Over the last week, a controversy has been brewing on social media after an AI tool from OnePlus and Oppo refused to edit some basic sentences like “Is Arunachal Pradesh a part of India?”. While there is still no official response from Oppo on what went wrong, OnePlus has called the issue a “technical glitch” in an official community post and says it has launched an internal investigation to find the cause of the problem.

In a community post, the company said, “Over the past two days, we received reports regarding technical inconsistencies with the AI Writer in the OnePlus Notes app. We promptly launched an internal investigation and shared an early update yesterday outlining our hybrid AI architecture and our collaboration with global model partners.”

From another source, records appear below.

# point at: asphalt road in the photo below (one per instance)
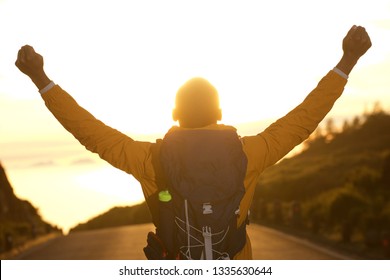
(126, 243)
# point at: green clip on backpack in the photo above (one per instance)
(203, 175)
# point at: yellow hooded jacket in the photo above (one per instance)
(262, 150)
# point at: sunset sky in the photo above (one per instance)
(124, 61)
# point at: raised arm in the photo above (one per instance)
(282, 136)
(113, 146)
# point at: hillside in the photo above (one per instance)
(118, 216)
(19, 220)
(327, 164)
(338, 188)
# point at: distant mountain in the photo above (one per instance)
(118, 216)
(330, 161)
(336, 170)
(19, 220)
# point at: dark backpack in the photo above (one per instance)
(203, 175)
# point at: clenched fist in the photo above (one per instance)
(355, 44)
(31, 63)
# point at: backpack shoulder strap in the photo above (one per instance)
(152, 201)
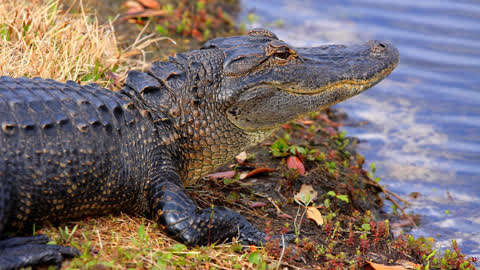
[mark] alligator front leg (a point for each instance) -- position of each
(177, 213)
(20, 252)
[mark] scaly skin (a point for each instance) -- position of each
(69, 151)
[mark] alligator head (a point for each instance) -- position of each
(235, 91)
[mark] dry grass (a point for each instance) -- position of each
(38, 38)
(125, 242)
(43, 39)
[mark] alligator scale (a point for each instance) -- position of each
(68, 151)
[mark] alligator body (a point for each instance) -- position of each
(68, 151)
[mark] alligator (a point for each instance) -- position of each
(69, 151)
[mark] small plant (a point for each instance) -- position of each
(340, 197)
(66, 235)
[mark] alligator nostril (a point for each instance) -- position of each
(377, 48)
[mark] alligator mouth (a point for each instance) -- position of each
(347, 83)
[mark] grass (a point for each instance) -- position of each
(39, 38)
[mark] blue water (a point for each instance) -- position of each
(423, 122)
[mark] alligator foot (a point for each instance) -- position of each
(178, 214)
(19, 252)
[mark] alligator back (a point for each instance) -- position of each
(60, 150)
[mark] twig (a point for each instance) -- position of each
(281, 254)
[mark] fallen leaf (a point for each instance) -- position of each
(330, 131)
(306, 195)
(240, 158)
(315, 215)
(294, 162)
(153, 4)
(132, 6)
(377, 266)
(306, 122)
(218, 175)
(243, 175)
(259, 171)
(257, 204)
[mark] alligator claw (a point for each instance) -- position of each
(20, 252)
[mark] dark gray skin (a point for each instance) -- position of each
(69, 151)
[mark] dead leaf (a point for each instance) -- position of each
(306, 122)
(243, 175)
(259, 171)
(408, 264)
(153, 4)
(315, 215)
(218, 175)
(377, 266)
(240, 158)
(133, 6)
(294, 162)
(257, 204)
(306, 195)
(197, 35)
(285, 216)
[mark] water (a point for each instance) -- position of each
(423, 122)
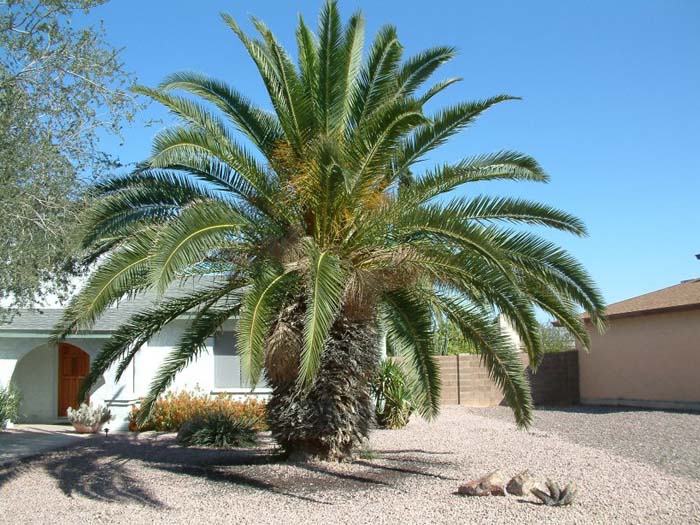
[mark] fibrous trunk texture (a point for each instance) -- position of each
(331, 418)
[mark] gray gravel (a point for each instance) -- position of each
(412, 480)
(668, 440)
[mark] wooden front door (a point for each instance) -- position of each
(73, 366)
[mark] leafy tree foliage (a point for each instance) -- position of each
(61, 87)
(318, 226)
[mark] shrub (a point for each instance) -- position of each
(89, 416)
(219, 429)
(174, 409)
(9, 403)
(394, 404)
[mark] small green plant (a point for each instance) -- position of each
(219, 429)
(89, 416)
(9, 403)
(393, 401)
(556, 339)
(174, 409)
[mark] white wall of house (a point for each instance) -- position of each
(32, 364)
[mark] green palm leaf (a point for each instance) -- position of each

“As the issue requires more time to address, we’re temporarily disabling the AI Writer in Notes to ensure a consistent user experience while we refine the underlying technical issue. OnePlus remains committed to delivering community-first technology, and any unexpected behaviour is unintentional,” it added.

When asked about the issue by Mint, OnePlus responded, “We are aware of a technical issue with the AI Writer feature and have temporarily taken it offline for urgent repair and optimisation.”

Notably, the AI editor tool in OxygenOS 16 and ColorOS 16 allowed users to edit their text before posting it on social media or while drafting it inside the Notes app. Users on social media noticed, and we were able to verify independently, that the tool edited all kinds of text but suddenly glitched when the content contained anything that did not align with China’s stated policy.

In case you are not aware, China claims that Arunachal Pradesh is a part of southern Tibet and calls it “Zangnan”. The claims have been refuted by the Indian government, which has said that “invented names” do not change the ground reality that the north-eastern state has been under continuous and effective Indian administration for decades.

OnePlus does not reveal which AI model it uses for the AI Editor tool, but the nature of the recent responses strongly points to the use of a Chinese large language model such as DeepSeek or Qwen, given that these tools have also been known to refuse answers that go beyond the Chinese state line.

We tried running the AI Editor after the update from OnePlus, but tapping on the tool simply results in a “feature not supported on this page” error message.